In geometry, a square trisection is a type of dissection problem which consists of cutting a square into pieces that can be rearranged to form three identical squares.
The dissection of a square in three congruent partitions is a geometrical problem that dates back to the Islamic Golden Age. Craftsman who mastered the art of zellige needed innovative techniques to achieve their fabulous mosaics with complex geometric figures. The first solution to this problem was proposed in the 10th century AD by the Persian mathematician Abu'l-Wafa' (940-998) in his treatise "On the geometric constructions necessary for the artisan".[1] Abu'l-Wafa' also used his dissection to demonstrate the Pythagorean theorem.[2] This geometrical proof of Pythagoras' theorem would be rediscovered in the years 1835 - 1840 [3] by Henry Perigal and published in 1875.[4]

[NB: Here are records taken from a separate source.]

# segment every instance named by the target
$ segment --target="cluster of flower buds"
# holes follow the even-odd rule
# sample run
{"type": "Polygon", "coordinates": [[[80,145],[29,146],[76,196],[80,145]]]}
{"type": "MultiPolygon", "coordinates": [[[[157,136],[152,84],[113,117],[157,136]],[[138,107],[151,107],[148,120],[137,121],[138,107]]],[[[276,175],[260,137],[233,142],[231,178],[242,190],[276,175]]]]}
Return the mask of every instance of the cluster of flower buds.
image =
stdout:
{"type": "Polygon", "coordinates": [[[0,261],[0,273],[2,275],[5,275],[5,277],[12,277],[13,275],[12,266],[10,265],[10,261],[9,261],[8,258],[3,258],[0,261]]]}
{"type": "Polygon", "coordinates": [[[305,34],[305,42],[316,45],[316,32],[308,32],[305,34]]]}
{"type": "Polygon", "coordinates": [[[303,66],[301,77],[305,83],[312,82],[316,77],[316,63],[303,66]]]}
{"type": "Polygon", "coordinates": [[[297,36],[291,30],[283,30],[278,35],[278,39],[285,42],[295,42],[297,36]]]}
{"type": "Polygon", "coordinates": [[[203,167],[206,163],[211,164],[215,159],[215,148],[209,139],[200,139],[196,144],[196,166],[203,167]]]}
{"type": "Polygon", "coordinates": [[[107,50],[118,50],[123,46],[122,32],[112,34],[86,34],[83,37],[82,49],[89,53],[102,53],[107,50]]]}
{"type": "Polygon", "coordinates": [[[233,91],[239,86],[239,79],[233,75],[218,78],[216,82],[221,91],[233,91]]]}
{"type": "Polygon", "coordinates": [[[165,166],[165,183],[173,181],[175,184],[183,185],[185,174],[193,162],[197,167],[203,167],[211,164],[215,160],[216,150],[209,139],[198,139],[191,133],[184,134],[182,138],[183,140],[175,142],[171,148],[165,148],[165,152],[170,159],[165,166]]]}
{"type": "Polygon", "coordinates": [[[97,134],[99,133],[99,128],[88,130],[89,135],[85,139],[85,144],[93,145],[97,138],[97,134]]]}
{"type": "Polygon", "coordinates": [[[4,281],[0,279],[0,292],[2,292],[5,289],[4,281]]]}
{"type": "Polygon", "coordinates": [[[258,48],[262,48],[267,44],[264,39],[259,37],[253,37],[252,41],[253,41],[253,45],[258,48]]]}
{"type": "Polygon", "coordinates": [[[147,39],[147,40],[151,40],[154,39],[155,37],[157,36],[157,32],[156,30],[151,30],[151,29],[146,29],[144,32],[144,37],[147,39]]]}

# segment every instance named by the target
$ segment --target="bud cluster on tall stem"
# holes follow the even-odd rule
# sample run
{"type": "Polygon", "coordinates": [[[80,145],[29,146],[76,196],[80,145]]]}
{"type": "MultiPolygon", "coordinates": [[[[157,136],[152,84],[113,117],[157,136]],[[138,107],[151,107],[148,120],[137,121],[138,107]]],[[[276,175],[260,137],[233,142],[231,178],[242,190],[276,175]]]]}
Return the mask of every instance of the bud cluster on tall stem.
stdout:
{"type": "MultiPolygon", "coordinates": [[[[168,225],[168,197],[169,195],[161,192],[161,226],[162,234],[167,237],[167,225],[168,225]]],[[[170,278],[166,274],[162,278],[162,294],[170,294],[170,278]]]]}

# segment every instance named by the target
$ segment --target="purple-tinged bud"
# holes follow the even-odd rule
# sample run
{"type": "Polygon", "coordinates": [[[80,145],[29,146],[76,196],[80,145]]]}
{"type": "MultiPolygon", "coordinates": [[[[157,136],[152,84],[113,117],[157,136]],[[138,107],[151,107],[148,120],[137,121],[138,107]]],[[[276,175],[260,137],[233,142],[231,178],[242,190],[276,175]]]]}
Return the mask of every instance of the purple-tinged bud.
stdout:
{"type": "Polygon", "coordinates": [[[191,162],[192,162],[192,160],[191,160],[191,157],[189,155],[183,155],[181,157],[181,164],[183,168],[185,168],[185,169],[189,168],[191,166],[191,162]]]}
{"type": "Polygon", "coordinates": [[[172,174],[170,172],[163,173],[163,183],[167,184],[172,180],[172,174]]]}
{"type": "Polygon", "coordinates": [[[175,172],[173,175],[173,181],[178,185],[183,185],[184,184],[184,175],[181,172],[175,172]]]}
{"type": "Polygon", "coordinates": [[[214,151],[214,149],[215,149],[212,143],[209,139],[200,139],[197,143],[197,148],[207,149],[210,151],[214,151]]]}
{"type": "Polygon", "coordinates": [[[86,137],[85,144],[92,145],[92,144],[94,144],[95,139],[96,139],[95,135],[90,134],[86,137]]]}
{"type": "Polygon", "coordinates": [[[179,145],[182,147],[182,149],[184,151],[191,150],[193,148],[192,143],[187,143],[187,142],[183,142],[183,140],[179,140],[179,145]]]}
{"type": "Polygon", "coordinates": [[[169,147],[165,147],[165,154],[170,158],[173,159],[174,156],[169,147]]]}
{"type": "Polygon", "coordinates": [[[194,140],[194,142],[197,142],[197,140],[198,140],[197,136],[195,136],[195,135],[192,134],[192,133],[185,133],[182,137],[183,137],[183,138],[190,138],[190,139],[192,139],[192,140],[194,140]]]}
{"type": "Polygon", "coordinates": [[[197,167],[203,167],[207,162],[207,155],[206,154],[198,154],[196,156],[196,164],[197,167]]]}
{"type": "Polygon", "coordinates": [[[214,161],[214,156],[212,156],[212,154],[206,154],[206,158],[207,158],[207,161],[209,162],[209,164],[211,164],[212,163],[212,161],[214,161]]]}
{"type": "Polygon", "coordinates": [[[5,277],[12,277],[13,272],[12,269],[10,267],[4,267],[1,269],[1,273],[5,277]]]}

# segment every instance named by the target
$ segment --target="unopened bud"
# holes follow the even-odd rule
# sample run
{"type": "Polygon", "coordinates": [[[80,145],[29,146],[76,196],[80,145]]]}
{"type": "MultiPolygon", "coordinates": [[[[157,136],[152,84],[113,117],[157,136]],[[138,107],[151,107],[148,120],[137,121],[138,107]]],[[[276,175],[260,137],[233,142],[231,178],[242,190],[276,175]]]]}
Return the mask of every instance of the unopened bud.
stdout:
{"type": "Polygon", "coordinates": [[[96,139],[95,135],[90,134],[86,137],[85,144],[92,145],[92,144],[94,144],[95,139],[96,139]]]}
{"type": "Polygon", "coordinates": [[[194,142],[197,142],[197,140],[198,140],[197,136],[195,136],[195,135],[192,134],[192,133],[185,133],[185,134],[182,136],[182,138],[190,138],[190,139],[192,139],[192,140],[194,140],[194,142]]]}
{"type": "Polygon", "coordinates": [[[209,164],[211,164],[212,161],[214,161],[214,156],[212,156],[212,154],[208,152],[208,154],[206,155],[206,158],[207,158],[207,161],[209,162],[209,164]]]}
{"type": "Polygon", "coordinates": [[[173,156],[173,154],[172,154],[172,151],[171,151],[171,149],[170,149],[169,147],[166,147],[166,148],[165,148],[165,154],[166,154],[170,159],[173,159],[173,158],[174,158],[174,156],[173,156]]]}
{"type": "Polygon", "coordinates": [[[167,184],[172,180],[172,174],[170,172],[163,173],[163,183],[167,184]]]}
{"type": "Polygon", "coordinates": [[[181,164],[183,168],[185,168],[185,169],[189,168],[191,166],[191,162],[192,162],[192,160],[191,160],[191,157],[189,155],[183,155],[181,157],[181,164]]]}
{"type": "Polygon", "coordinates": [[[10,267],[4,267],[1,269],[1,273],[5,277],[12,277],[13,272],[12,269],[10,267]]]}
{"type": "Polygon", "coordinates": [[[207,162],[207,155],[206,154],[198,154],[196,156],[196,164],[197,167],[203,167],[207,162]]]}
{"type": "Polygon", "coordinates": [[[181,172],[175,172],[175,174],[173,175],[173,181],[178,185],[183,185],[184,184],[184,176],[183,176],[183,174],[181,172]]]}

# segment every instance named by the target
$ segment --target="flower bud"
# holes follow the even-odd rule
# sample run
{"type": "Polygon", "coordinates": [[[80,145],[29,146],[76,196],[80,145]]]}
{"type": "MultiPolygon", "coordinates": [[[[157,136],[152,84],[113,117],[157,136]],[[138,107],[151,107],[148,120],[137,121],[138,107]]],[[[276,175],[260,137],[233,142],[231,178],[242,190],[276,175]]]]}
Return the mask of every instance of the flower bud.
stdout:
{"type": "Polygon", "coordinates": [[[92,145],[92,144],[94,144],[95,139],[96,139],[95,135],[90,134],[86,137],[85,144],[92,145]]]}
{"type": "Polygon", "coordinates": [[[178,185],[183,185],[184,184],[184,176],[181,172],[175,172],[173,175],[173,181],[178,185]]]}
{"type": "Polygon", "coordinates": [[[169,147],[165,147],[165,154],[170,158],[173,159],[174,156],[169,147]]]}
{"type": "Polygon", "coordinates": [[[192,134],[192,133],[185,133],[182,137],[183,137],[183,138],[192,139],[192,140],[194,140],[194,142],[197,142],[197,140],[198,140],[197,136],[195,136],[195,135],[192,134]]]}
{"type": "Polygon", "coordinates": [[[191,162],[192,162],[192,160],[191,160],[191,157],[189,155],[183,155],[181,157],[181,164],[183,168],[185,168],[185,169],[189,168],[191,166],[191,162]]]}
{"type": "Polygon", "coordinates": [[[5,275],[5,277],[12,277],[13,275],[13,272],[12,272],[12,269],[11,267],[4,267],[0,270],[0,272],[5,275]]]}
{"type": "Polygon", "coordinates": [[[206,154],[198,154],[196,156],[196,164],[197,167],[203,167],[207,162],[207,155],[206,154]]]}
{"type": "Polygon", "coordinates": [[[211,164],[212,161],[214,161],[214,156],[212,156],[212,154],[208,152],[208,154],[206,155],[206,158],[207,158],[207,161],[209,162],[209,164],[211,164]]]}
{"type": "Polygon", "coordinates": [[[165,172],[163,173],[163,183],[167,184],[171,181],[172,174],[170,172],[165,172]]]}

The beauty of a dissection depends on several parameters. However, it is usual to search for solutions with the minimum number of parts. Far from being minimal, the square trisection proposed by Abu'l-Wafa' uses 9 pieces. In the 14th century Abu Bakr al-Khalil gave two solutions, one of which uses 8 pieces.[5] In the late 17th century Jacques Ozanam came back to this issue [6] and in the 19th century, solutions using 8 and 7 pieces were found, including one given by the mathematician Édouard Lucas.[7] In 1891 Henry Perigal published the first known solution with only 6 pieces [8] (see illustration below). Nowadays, new dissections are still found [9] (see illustration above) and the conjecture that 6 is the minimal number of necessary pieces remains unproved.